The type of risk management insurance an organization might require is closely related to the industry it is a part of and how it is organized. For example, a manufacturer might need not only property insurance but also a specialized liability product such as products and completed operations coverage. It might also require special coverage for product in transit, for tools and equipment away from the company’s property or for specialized equipment. An organization that relies heavily on a single, key person might consider key man coverage, which is a life and disability insurance product, and charitable organizations often seek to protect board members through D&O coverage.
In addition, geography can play an important role in the types of risk management insurance that are appropriate. Earthquake insurance is a popular add-on to property insurance in places that lie along active fault lines. Flood insurance is often part of the risk management insurance package in coastal areas or inland areas specifically designated as high-risk by a governing body. In many areas that are at risk for wind or hurricane damage, those coverages must be added separately to the property insurance policy.
Geography also comes into play when political risk is factored in. Many multinational companies employ risk management strategies to help them evacuate their personnel in case of political unrest. Companies that have employees in high-risk areas even include hostage recovery coverages in their risk management insurance packages.
One line of risk management insurance that has grown is cyber-risk coverage. Companies have grown more and more aware of the possibility of computer-based theft, also called cyber theft, which is not limited to the theft of funds. Often, it is the theft of sensitive client or member information that is the target. Companies can find themselves liable for the loss of this information if it is stolen and causes damage to the client or member. Cyber-risk coverage has become a bigger part of many companies’ risk management programs.

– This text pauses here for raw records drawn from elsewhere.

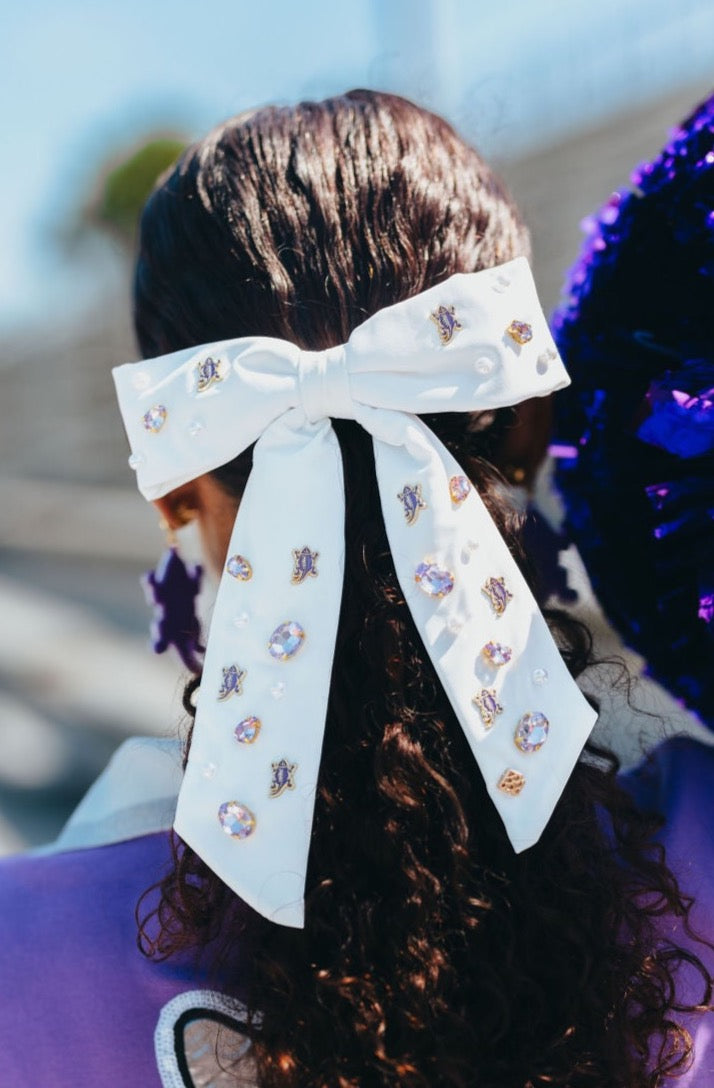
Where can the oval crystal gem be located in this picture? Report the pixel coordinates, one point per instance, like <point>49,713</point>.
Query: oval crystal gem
<point>433,580</point>
<point>236,820</point>
<point>246,731</point>
<point>239,568</point>
<point>531,731</point>
<point>155,418</point>
<point>286,640</point>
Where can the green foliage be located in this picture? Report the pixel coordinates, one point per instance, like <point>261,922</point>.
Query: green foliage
<point>126,187</point>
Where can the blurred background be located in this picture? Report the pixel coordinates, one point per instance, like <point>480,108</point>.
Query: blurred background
<point>97,98</point>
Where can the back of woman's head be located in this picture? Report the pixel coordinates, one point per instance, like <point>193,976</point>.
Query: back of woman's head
<point>432,954</point>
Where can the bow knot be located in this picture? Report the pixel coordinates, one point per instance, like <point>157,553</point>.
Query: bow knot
<point>323,384</point>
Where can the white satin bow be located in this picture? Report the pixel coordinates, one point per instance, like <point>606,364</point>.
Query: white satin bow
<point>476,342</point>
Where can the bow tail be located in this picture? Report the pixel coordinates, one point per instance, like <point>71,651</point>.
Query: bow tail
<point>525,718</point>
<point>248,794</point>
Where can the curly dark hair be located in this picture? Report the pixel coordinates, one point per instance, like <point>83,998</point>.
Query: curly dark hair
<point>432,954</point>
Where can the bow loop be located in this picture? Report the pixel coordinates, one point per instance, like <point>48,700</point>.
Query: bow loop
<point>323,384</point>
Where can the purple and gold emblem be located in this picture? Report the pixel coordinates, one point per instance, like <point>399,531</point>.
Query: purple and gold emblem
<point>497,594</point>
<point>283,777</point>
<point>232,684</point>
<point>305,561</point>
<point>520,332</point>
<point>209,373</point>
<point>446,322</point>
<point>411,501</point>
<point>458,490</point>
<point>496,654</point>
<point>512,782</point>
<point>488,705</point>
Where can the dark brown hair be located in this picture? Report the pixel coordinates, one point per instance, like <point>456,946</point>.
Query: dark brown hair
<point>432,954</point>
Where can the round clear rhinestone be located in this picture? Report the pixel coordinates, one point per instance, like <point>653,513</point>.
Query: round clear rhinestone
<point>239,568</point>
<point>155,418</point>
<point>531,731</point>
<point>246,731</point>
<point>286,640</point>
<point>236,820</point>
<point>433,580</point>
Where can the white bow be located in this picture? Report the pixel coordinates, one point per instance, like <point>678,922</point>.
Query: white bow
<point>476,342</point>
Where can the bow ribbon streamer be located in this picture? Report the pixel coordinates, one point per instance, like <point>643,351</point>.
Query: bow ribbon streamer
<point>394,367</point>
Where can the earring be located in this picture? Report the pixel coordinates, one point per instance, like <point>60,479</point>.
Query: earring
<point>172,590</point>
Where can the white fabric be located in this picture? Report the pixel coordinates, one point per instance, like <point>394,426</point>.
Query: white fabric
<point>134,795</point>
<point>393,367</point>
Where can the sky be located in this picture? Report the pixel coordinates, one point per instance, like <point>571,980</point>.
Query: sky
<point>81,83</point>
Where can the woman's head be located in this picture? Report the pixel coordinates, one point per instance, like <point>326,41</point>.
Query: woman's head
<point>431,953</point>
<point>300,222</point>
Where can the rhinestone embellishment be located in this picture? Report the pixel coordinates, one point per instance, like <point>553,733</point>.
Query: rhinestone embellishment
<point>520,332</point>
<point>239,568</point>
<point>246,731</point>
<point>155,418</point>
<point>283,777</point>
<point>232,684</point>
<point>305,561</point>
<point>458,489</point>
<point>512,782</point>
<point>209,372</point>
<point>432,580</point>
<point>446,322</point>
<point>236,820</point>
<point>286,640</point>
<point>496,654</point>
<point>497,594</point>
<point>411,501</point>
<point>488,705</point>
<point>531,731</point>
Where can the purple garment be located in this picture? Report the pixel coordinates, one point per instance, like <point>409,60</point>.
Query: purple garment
<point>79,1002</point>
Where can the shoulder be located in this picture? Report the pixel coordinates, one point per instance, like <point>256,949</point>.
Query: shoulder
<point>79,1002</point>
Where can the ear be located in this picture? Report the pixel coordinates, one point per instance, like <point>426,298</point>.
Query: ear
<point>180,506</point>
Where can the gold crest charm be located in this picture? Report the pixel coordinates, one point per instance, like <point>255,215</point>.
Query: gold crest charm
<point>520,332</point>
<point>488,705</point>
<point>497,594</point>
<point>512,782</point>
<point>446,322</point>
<point>283,777</point>
<point>411,501</point>
<point>305,561</point>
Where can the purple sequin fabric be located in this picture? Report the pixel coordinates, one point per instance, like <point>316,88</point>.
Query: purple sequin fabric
<point>636,329</point>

There are nearly as many types of risk management insurance coverages as there are risks in the world. Most of them are available through reputable insurance carriers, but occasionally, an organization will come across a unique or extremely rare exposure. When that happens, insurance companies are sometimes willing to develop a new coverage for that specific situation. Often, those situations become more mainstream, and a new line of coverages is born. For that reason, risk management insurance is part of an ever-evolving line of coverages that help organizations reduce their exposure to loss.